Menos de dois meses após denunciar cinco vereadores de Londrina pelos crimes de concussão e formação de quadrilha, o Grupo de Atuação Especial de Combate ao Crime Organizado (Gaeco) investiga agora se as mesmas práticas teriam novamente sido adotadas contra um empresário que recebeu um terreno nas últimas sessões legislativas de 2005. O inquérito presidido pelo delegado Alan Flore teve ontem o depoimento do vereador Renato Araújo (PP), que - na condição de investigado, segundo o Gaeco - se recusou a fornecer material para realização de exame grafotécnico que comprovasse, ou não, ser dele a letra em uma lista com os nomes de nove parlamentares londrinenses. No documento, com números à frente dos nomes, sete dos vereadores listados aprovaram a urgência na doação de uma área de 3.228 metros quadrados às margens do Lago Igapó 1. À época, o lote fora doado ao empresário Ângelo Marcelo Caldarelli no projeto assinado por Araújo e Osvaldo Bergamin (PMDB), medida que foi revertida pela Justiça face à inconstitucionalidade da lei gerada.
Além do decano da Câmara, outro que seria ouvido ontem no inquérito, mas na condição de testemunha, seria o ex-presidente da Casa Célio Guergoletto, apontado nas investigações como a pessoa que teria apresentado Caldarelli a Araújo antes da confecção da matéria. Contudo, o advogado do ex-vereador, Antonio Amaral, comunicou o delegado, por telefone, que nem ele nem o cliente compareceriam em função de compromissos profissionais do advogado. Novo depoimento deve ser agendado.
Já Araújo, à tarde, negou o que afirmara a veículos de comunicação da cidade, na semana passada, quando admitiu a autoria da lista, mas como forma de elencar votos favoráveis ao projeto - foram 17, na realidade - e sem a presença de números. Ontem, rapidamente, refutou: ''Só vou falar em juízo, não vi lista nenhuma''. O advogado dele, Fernando Bonberg, preferiu dar detalhes da estratégia de defesa ''só depois de ter acesso aos autos''.

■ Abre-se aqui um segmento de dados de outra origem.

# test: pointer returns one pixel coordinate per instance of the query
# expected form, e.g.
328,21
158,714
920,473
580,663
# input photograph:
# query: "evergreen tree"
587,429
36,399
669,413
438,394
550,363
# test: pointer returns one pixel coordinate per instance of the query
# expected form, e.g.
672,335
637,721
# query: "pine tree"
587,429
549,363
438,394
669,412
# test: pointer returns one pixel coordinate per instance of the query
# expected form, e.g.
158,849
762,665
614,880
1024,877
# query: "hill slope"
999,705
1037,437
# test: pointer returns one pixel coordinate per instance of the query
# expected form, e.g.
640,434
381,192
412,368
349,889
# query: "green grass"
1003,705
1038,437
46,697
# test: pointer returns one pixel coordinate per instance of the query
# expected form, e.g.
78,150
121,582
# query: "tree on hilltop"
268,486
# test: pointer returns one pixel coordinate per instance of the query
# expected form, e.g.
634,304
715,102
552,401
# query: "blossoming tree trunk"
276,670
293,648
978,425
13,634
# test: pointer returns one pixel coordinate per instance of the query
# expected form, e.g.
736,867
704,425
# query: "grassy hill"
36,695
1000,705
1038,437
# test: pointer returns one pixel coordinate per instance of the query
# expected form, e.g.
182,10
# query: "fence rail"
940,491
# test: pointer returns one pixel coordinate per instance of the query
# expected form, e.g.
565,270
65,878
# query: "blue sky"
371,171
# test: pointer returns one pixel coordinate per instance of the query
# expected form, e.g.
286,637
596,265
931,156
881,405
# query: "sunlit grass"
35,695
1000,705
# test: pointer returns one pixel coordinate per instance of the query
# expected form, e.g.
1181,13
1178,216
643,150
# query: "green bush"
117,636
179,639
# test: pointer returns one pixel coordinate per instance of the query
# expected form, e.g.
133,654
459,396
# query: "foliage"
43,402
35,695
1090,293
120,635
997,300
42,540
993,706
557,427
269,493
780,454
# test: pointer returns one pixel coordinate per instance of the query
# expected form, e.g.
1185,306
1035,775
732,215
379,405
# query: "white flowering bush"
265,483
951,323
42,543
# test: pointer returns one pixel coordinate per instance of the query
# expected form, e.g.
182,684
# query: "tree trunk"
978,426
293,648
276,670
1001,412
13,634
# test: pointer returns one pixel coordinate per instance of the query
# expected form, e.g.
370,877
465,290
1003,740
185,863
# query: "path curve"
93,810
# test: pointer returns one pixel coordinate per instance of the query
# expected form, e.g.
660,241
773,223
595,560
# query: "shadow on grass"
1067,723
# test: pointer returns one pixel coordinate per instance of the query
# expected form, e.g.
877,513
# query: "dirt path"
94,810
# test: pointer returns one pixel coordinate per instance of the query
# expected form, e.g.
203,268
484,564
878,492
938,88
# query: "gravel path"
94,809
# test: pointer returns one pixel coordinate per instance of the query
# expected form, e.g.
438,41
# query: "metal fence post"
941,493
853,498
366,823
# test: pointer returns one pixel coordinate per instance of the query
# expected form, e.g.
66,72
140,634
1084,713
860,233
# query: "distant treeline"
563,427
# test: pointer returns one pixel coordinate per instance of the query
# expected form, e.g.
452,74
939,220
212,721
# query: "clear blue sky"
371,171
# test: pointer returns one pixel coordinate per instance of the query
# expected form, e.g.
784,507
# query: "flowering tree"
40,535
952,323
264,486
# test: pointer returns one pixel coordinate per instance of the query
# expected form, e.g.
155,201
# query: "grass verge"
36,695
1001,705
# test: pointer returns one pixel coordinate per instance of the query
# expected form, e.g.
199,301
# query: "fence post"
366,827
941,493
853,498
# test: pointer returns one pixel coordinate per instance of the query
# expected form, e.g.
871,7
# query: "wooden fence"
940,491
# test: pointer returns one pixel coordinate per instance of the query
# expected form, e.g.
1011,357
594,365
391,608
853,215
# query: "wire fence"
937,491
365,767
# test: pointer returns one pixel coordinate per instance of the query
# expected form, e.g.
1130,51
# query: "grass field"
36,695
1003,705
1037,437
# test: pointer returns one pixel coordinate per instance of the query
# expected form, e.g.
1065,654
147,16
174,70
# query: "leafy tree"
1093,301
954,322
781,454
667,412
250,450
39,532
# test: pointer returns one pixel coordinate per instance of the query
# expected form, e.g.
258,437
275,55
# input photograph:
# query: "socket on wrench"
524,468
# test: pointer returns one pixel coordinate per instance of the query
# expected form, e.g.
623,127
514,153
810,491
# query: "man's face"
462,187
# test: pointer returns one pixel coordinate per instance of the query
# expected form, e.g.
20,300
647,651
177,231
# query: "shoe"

Se após o depoimento o advogado negou que o cliente faria o exame grafotécnico, a posição foi revista pouco depois da coletiva de imprensa com o delegado - ocasião, aliás, em que Flore arguira não ser descartada a coleta de material ''à revelia'' do investigado. ''Ele não se recusou a dar as informações, inclusive deve fazer esse exame grafotécnico exigido. A preocupação era apenas ter direito de acesso aos autos'', defendeu.
O delegado não quis detalhar se o nomes da lista de posse do MP, ainda não comprovadamente autêntica, serão os mesmos intimados a depor nos próximos dias. Mesmo assim, Flore antecipou que outros vereadores estão sob investigação no inquérito que, de acordo com ele, tem desde depoimentos de Caldarelli a outros documentos que reforçam os ''indícios fortes'' de supostas novas cobranças de propina.
''A lista na verdade é só um documento ligado ao fato investigado, mas outros elementos e as próximas oitivas certamente esclarecerão o que de fato ocorreu'', declarou o delegado, sem citar valores supostamente extorquidos de Caldarelli ''para não prejudicar os próximos depoimentos''. A FOLHA apurou, contudo, que a soma pode ultrapassar os R$ 30 mil.